Боб стрельнул взглядом — процессия удалялась, и решил, что успеет их догнать.
— Да, Лидия Петровна! — Он весь подался вперед, кивнув Вохе, чтобы тот подождал чуть поодаль.
Словно почувствовав чей-то пристальный взгляд, Новак обернулся. Но Борис уже на него не смотрел, он говорил с Лидией Петровной. Воха в это время шнуровал ботинок, присев на корточки чуть в стороне. Через пару секунд Чайковская приобняла Боба на прощание и быстро пошла в глубь кладбища, ловко лавируя между могилами без оград. За ней покорно потрусила дворняга. Боб провожал их задумчивым взглядом. Воха хорошо знал этот взгляд: закрутились-завертелись шестеренки, не иначе как прогоняет через свой компьютер новую инфу.

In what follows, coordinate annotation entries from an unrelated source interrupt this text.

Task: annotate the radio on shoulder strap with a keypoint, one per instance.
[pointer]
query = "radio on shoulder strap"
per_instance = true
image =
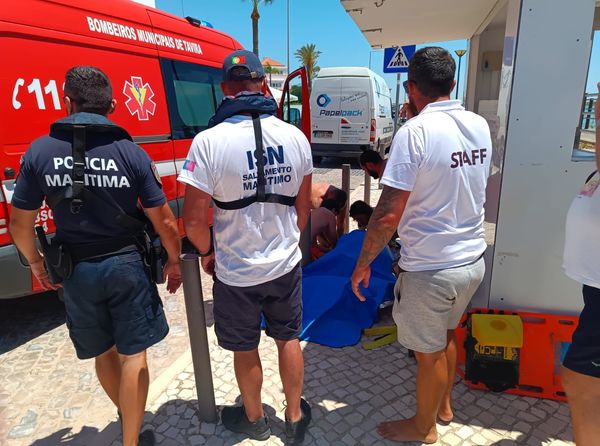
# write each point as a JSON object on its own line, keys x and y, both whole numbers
{"x": 143, "y": 235}
{"x": 57, "y": 258}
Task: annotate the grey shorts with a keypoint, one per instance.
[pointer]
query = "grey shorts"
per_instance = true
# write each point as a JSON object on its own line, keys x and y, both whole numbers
{"x": 429, "y": 303}
{"x": 238, "y": 310}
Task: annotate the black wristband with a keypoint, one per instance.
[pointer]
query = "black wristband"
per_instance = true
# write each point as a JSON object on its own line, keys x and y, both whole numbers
{"x": 207, "y": 253}
{"x": 211, "y": 249}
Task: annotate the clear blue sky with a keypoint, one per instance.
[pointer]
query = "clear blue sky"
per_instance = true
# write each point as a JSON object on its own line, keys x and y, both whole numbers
{"x": 322, "y": 22}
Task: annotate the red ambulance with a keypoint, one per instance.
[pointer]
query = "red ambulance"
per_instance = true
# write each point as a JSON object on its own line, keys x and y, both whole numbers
{"x": 165, "y": 73}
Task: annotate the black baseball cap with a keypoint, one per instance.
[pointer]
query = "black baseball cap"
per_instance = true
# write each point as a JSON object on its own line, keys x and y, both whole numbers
{"x": 245, "y": 59}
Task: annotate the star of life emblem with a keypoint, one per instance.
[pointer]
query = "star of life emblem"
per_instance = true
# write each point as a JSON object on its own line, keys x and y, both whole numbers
{"x": 139, "y": 98}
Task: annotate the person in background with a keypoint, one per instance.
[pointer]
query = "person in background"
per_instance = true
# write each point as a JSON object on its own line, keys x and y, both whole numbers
{"x": 371, "y": 162}
{"x": 441, "y": 150}
{"x": 323, "y": 232}
{"x": 361, "y": 212}
{"x": 581, "y": 368}
{"x": 324, "y": 191}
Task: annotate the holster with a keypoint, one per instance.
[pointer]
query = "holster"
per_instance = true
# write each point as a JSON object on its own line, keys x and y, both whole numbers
{"x": 57, "y": 258}
{"x": 155, "y": 255}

Нина опустилась на скамейку у колонки с водой, мокрым платком вытерла заплаканное лицо. Новак подвел Тамару к Михаилу, переминавшемуся с ноги на ногу рядом с бюветом. Но Тома предпочла сесть рядом с матерью. Молча протянула руку. Нина подала дочери платок. Старомодный, тканевый, не бумажный. Тамара все смотрела на него. И вдруг поняла, что этот платок принадлежал Новаку. «Там, в углу, должна быть монограмма: вышитые светлыми в тон ткани буквы В. Н. Вот так незаметно и быстро Виктор стал частью семьи, у мамы в кармане его платок. Наверное, еще с Одессы. — Однако эта мысль Тамару нисколько не обрадовала. — Ну почему он не пользуется бумажными, одноразовыми, как все нормальные люди, зачем эти фирменные штучки там, где человек обнажен душой, где любая искусственность неуместна?» Перехватив ее внимательный взгляд, Новак понял его по-своему и выразительно глянул на часы.
— Пойду их потороплю! — И окликнул Боба: — Борис!